Jack was the first modern driver to establish his own team, the Brabham Racing Organisation. At the time, he drove for Cooper and BRO entered races that Cooper did not. Over the winter of 1959/60, he persuaded his old friend, Ron Tauranac, to leave a secure job and to move his young family to England. Ron had designed and built a series of specials (called Ralts) so it was a bit like Lewis Hamilton setting up a new team with a pal who'd designed Formula Ford cars. Jack knew his man, however, and says, "I wouldn't have done it with anyone else."
While Jack was on his way to his second World Championship, Ron devised tuning kits, engineered the Herald-Climax that Jack's garage sold, and established Motor Racing Developments. The MRD-1, a 1961 Formula Junior car, was an immediate success, then Jabby Crombac pointed out that, in France, MRD was pronounced merde. The cars were renamed Brabham.
BRO was a customer of MRD in Formula One. Jack did not drive a works Brabham, 1962-65, BRO bought customer cars and run them in a separate factory. BRO was not always even the first to get the latest cars because Tauranac operated on a 'first come, first served' basis. Jack did, however, get special attention when it came to uprating the cars and, as a partner with Ron in MRD, he was active there as well.
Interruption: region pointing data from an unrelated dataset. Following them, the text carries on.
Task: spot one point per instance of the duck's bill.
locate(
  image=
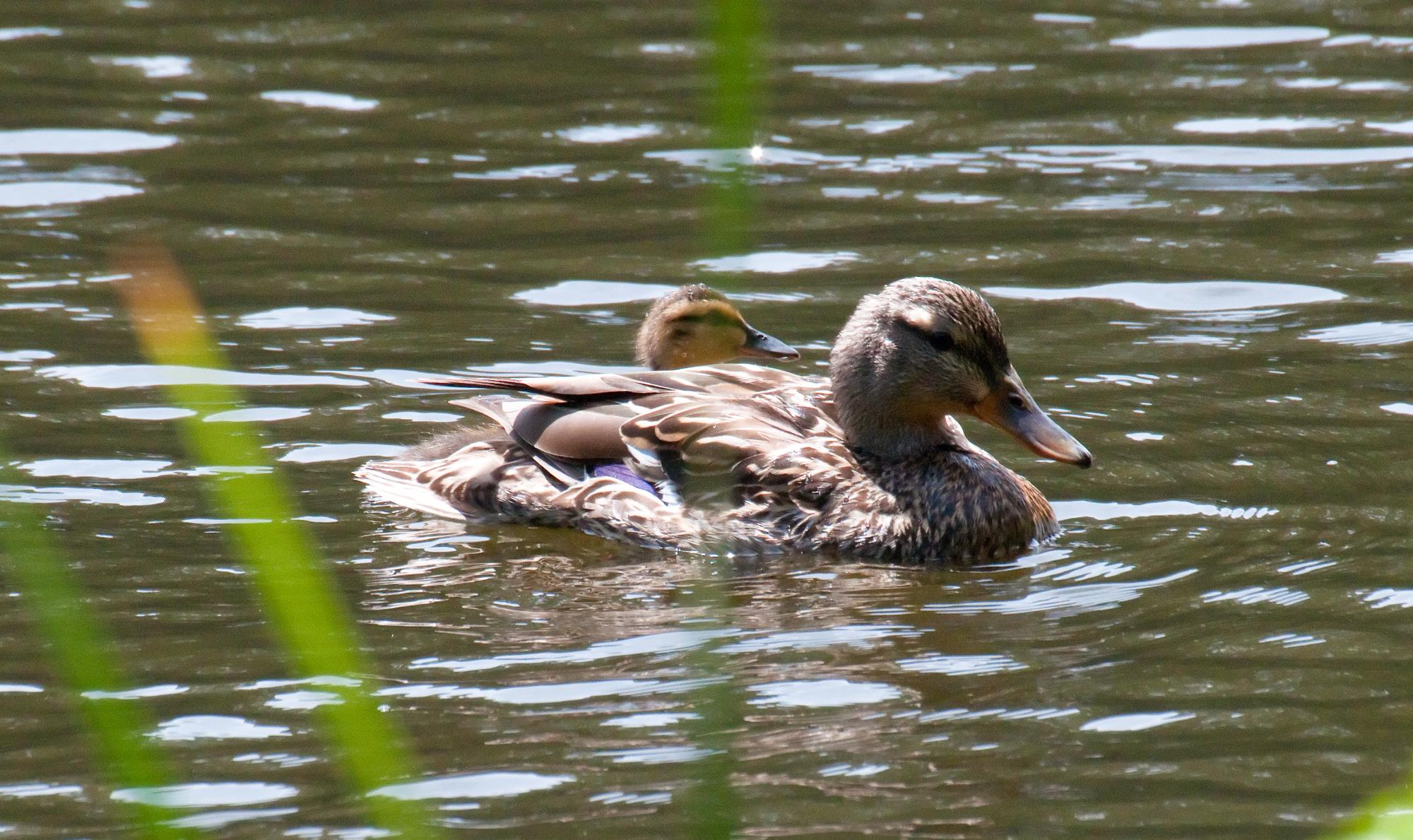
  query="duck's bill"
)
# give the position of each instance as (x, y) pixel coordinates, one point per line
(767, 347)
(1012, 409)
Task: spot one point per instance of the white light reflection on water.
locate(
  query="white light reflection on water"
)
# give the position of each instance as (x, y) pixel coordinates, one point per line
(1220, 37)
(1209, 296)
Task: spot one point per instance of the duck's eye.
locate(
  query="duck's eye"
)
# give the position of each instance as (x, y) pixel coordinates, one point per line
(942, 341)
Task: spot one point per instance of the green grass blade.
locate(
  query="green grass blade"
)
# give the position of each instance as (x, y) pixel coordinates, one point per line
(711, 805)
(296, 588)
(734, 117)
(84, 658)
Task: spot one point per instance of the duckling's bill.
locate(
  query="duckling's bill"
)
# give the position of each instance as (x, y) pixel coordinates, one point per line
(765, 347)
(1011, 408)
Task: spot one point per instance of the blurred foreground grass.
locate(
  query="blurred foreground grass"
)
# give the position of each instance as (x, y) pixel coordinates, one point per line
(296, 587)
(84, 658)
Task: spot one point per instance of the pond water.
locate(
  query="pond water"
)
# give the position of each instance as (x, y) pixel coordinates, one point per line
(1192, 217)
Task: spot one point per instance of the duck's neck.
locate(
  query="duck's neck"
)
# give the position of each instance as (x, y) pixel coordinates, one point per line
(874, 429)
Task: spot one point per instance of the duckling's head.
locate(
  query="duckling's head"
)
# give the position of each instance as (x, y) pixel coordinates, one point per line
(922, 350)
(697, 326)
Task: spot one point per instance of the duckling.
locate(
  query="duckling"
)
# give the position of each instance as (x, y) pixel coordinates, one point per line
(687, 327)
(744, 459)
(697, 326)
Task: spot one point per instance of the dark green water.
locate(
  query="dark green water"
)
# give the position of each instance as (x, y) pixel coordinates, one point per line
(1199, 242)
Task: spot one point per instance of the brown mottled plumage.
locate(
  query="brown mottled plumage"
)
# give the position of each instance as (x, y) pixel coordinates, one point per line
(745, 459)
(687, 327)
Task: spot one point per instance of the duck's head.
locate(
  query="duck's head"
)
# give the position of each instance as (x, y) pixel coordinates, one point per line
(922, 350)
(697, 326)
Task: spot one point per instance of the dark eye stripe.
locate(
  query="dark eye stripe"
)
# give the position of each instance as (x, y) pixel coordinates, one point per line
(942, 340)
(711, 317)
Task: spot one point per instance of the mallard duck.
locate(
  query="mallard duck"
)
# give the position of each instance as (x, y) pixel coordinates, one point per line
(687, 327)
(697, 326)
(741, 459)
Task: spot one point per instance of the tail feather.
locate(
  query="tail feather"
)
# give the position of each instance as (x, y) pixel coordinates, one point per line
(398, 483)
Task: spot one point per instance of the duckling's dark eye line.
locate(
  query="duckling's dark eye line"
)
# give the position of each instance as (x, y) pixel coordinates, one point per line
(942, 340)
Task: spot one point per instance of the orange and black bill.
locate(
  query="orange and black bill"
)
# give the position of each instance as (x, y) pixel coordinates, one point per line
(1011, 408)
(767, 347)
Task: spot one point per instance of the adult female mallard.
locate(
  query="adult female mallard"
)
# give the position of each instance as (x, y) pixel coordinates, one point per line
(744, 459)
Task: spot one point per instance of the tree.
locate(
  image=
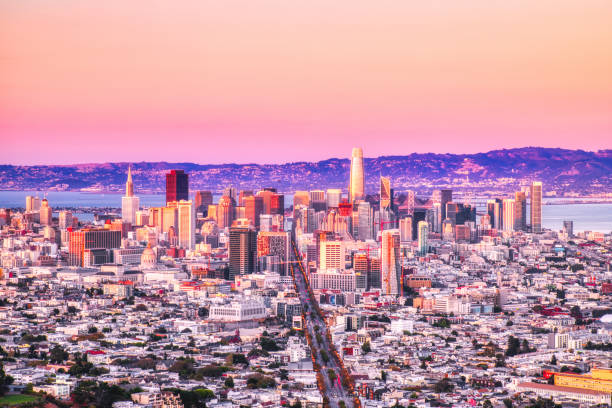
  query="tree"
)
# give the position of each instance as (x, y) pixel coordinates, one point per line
(58, 354)
(576, 313)
(5, 380)
(514, 346)
(525, 348)
(443, 386)
(255, 381)
(268, 344)
(236, 358)
(203, 312)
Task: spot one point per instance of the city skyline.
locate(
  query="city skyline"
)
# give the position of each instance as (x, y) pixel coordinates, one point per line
(305, 204)
(269, 76)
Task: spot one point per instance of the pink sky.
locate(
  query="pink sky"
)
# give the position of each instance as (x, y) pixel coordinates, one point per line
(275, 81)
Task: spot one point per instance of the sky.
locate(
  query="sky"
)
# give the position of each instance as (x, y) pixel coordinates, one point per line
(275, 81)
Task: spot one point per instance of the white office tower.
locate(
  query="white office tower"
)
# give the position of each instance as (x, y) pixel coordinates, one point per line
(32, 203)
(364, 218)
(332, 255)
(186, 224)
(406, 229)
(536, 207)
(334, 196)
(129, 203)
(509, 214)
(46, 212)
(436, 210)
(65, 220)
(265, 222)
(356, 183)
(423, 231)
(390, 262)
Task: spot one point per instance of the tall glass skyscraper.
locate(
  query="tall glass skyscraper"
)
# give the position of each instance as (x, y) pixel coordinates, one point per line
(129, 203)
(536, 207)
(177, 186)
(356, 184)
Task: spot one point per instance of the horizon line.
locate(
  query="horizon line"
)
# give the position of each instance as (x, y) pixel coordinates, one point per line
(301, 161)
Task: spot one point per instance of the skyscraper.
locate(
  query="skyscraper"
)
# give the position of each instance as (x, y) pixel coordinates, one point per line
(520, 212)
(242, 251)
(356, 183)
(177, 186)
(334, 196)
(495, 211)
(364, 221)
(568, 228)
(202, 200)
(266, 196)
(385, 193)
(509, 214)
(423, 230)
(331, 255)
(32, 203)
(443, 197)
(301, 198)
(253, 208)
(79, 241)
(275, 244)
(536, 207)
(225, 212)
(186, 224)
(277, 204)
(390, 262)
(317, 200)
(406, 229)
(45, 213)
(129, 203)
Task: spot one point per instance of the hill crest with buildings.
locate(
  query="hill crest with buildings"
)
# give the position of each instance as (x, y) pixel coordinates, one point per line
(561, 170)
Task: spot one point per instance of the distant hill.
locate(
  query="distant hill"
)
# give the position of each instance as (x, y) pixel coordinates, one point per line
(559, 169)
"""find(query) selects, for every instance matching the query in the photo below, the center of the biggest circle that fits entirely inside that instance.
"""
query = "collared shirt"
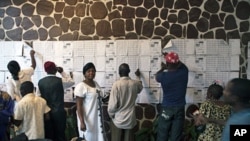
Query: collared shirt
(31, 110)
(66, 80)
(121, 106)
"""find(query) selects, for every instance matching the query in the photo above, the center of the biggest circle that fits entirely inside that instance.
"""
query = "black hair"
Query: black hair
(14, 69)
(215, 90)
(124, 69)
(26, 87)
(88, 66)
(241, 88)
Ron Tauranac says, "In the early days, Jack'd do all the most difficult machining." He would also help customers set up their cars and, once, seeing that a Brabham customer had no idea how to drive a circuit, he taught the guy the lines.
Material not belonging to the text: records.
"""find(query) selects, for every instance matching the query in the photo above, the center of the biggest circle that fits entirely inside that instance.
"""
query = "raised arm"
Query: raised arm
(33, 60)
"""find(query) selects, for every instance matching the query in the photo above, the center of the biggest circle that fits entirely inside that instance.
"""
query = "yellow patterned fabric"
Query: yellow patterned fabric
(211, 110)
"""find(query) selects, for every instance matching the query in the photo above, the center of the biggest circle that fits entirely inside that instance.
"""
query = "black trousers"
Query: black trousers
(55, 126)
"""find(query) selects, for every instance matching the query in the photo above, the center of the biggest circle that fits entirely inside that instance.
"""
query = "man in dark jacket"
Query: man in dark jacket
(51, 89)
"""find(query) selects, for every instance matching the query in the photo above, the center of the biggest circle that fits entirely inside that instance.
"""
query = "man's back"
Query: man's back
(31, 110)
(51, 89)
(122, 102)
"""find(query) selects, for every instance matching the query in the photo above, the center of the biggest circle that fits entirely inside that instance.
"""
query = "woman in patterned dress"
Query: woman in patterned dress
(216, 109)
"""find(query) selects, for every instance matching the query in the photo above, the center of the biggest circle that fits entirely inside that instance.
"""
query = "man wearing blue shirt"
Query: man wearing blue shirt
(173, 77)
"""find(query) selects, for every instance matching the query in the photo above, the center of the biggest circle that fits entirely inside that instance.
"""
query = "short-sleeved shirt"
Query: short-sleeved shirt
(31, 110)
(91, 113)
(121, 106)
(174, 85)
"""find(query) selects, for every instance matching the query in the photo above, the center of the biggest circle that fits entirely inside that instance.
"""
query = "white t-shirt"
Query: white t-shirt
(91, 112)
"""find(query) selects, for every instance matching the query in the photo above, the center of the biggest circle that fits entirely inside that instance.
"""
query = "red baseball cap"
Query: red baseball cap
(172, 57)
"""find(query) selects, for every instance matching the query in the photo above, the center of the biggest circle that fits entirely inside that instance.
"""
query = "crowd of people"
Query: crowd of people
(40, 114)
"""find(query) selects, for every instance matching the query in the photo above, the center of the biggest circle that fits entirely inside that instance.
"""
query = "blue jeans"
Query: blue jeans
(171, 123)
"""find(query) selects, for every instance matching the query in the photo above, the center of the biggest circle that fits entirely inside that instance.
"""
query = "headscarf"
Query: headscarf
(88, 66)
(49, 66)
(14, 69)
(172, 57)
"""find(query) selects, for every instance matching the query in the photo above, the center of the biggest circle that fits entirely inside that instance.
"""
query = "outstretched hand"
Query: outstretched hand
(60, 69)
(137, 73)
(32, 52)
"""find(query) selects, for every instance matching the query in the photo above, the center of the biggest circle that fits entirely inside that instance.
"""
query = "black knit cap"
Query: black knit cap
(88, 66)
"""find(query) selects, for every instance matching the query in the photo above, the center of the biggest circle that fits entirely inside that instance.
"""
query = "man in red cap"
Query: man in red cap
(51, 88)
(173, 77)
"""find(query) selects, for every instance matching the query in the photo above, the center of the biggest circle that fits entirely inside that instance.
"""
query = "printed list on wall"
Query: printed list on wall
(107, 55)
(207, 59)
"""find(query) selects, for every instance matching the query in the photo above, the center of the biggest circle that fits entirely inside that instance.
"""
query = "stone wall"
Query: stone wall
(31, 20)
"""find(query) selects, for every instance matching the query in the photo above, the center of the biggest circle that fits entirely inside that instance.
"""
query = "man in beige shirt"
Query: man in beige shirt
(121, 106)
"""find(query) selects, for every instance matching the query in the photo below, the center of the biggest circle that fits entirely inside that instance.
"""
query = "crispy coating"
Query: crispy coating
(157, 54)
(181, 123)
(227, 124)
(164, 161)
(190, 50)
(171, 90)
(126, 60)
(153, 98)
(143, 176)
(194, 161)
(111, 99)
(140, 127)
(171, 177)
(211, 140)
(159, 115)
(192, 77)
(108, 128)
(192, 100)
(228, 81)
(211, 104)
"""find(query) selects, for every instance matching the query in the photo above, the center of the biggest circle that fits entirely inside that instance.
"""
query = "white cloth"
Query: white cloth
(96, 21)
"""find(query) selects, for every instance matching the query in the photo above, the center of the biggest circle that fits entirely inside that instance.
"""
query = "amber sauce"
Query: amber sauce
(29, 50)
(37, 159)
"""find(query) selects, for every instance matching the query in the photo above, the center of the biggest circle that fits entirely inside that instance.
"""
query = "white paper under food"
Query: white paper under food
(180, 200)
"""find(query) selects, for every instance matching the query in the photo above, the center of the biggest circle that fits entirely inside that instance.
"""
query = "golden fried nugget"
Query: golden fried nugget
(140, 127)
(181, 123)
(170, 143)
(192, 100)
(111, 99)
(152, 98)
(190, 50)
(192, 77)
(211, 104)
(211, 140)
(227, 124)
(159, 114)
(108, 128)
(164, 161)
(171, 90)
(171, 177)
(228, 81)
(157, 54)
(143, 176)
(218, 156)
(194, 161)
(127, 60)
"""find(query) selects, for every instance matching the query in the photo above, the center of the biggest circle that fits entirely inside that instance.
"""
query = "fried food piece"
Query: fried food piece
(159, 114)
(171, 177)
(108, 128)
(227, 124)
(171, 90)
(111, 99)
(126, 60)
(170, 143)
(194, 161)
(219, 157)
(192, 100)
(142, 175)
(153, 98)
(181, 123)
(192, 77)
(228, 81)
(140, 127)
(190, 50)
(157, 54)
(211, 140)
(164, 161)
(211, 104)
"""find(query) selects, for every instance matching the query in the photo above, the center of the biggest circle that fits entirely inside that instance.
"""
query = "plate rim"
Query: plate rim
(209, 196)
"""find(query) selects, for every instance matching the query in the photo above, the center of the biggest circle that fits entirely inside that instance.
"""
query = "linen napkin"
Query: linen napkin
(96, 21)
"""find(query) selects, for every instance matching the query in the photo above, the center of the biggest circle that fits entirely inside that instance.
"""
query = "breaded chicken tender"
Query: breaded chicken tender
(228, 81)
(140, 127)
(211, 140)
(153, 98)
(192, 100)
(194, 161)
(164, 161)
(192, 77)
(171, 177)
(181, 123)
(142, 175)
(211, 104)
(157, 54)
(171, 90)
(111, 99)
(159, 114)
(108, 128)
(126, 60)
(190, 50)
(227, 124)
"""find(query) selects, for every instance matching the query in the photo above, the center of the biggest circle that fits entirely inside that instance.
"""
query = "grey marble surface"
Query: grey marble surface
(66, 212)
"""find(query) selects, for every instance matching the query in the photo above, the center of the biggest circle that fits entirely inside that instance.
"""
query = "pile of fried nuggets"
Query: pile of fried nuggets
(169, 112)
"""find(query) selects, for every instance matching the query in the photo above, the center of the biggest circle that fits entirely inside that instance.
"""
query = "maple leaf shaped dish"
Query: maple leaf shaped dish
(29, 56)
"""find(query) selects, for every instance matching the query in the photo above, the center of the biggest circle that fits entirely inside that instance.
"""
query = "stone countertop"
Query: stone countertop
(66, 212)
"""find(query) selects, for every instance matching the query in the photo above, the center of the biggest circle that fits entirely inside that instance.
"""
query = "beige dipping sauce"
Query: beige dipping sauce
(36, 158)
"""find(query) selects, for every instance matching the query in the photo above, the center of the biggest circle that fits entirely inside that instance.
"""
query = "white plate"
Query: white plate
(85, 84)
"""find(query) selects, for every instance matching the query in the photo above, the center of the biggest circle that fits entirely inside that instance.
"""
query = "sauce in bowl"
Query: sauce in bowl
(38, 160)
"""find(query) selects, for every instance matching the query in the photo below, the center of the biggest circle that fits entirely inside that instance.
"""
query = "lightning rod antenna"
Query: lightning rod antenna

When Honda bought a Cooper prior to its entry to Formula One, the Weber carburettors baffled their engineers. Jack interrupted one of his trips home to show them how it should be done. The fledgling Honda team was knocked out by the fact that the World Champion made the effort and, after they had seen him at work, they were devotees for life.
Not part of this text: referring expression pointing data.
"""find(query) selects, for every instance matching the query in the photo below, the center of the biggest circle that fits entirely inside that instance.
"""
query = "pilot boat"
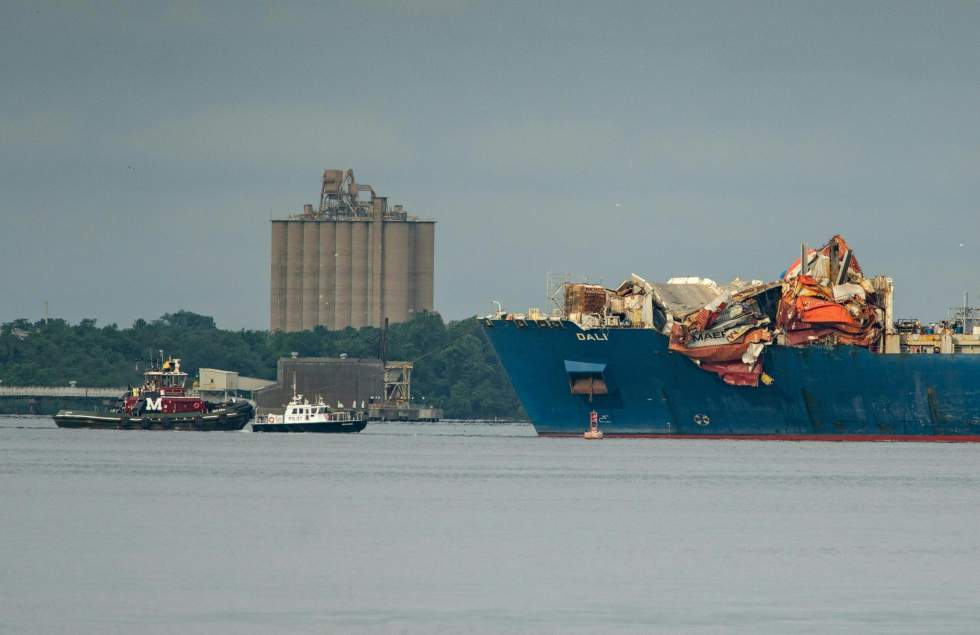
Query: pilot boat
(301, 415)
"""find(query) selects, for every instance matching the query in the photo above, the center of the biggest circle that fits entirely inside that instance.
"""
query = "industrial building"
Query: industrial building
(382, 390)
(352, 261)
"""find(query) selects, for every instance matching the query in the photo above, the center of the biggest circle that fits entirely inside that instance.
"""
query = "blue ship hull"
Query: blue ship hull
(818, 393)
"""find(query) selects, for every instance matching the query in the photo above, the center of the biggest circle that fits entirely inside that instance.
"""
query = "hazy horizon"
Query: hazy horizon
(147, 147)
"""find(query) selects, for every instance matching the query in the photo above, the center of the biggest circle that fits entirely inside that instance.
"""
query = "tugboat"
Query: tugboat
(302, 416)
(162, 403)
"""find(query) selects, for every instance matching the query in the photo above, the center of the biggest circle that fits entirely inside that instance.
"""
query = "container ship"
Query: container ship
(815, 355)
When Honda decided to enter car racing, they approached Lotus to build an F1 car and Jack to run an F2 team. Colin Chapman received a mock-up of the Honda F1 engine and sat on it, to delay Honda's entry to F1 and to wind up Coventry Climax. Chapman was crossed off Honda's Christmas card list but, to this day, Brabham and Tauranac are consultants to Honda.
Jack ran an F2 Honda engine in 1965 and, for the first race he qualified nine seconds off the pace. Instead of throwing his toys out of the pram, he taught the small band of engineers how to go motor racing and the engineers included two future Presidents of Honda, Tadashi Kume and Nobuhiko Kawamoto. At the last race, he took pole and finished second, just 0.6 seconds behind Clark's Lotus.
Brabham and Tauranac then told Honda precisely what sort of engine to build - the first had been 'peaky', top heavy and the shape made it impossible to install harmoniously. Honda responded and delivered an entirely new unit within a few months. Tadashi Kume says, "Jack and Ron taught us how to win races."
That is why Jack won ten races with a Honda-Brabham. It was not luck, it was Jack's integrity and engineering input that turned Honda from a makeweight into a winner. In fact, it could have been 11 wins because he spun out of the lead at Rouen. All the race reports say that his gear lever came off in his hand, but Nobuhiko Kawamoto reveals the true story. "Before the race I received a call from Mr Honda who was concerned that the engines were lasting so long that we were not learning anything. He wanted us to run an engine until it broke so I built one with a used crankshaft and bearings.
"Jack-san did not finish the race, the engine seized five laps from the end and he spun. He walked back to the pits and we were apprehensive, thinking that he would be angry. Jack-san, however, smiled and pulled the gear lever out of his pocket so everyone, including the journalists, thought that he retired because of the gear lever.
"He did it to protect Honda. He was a demanding man, a hard man to work for, but he had a great heart."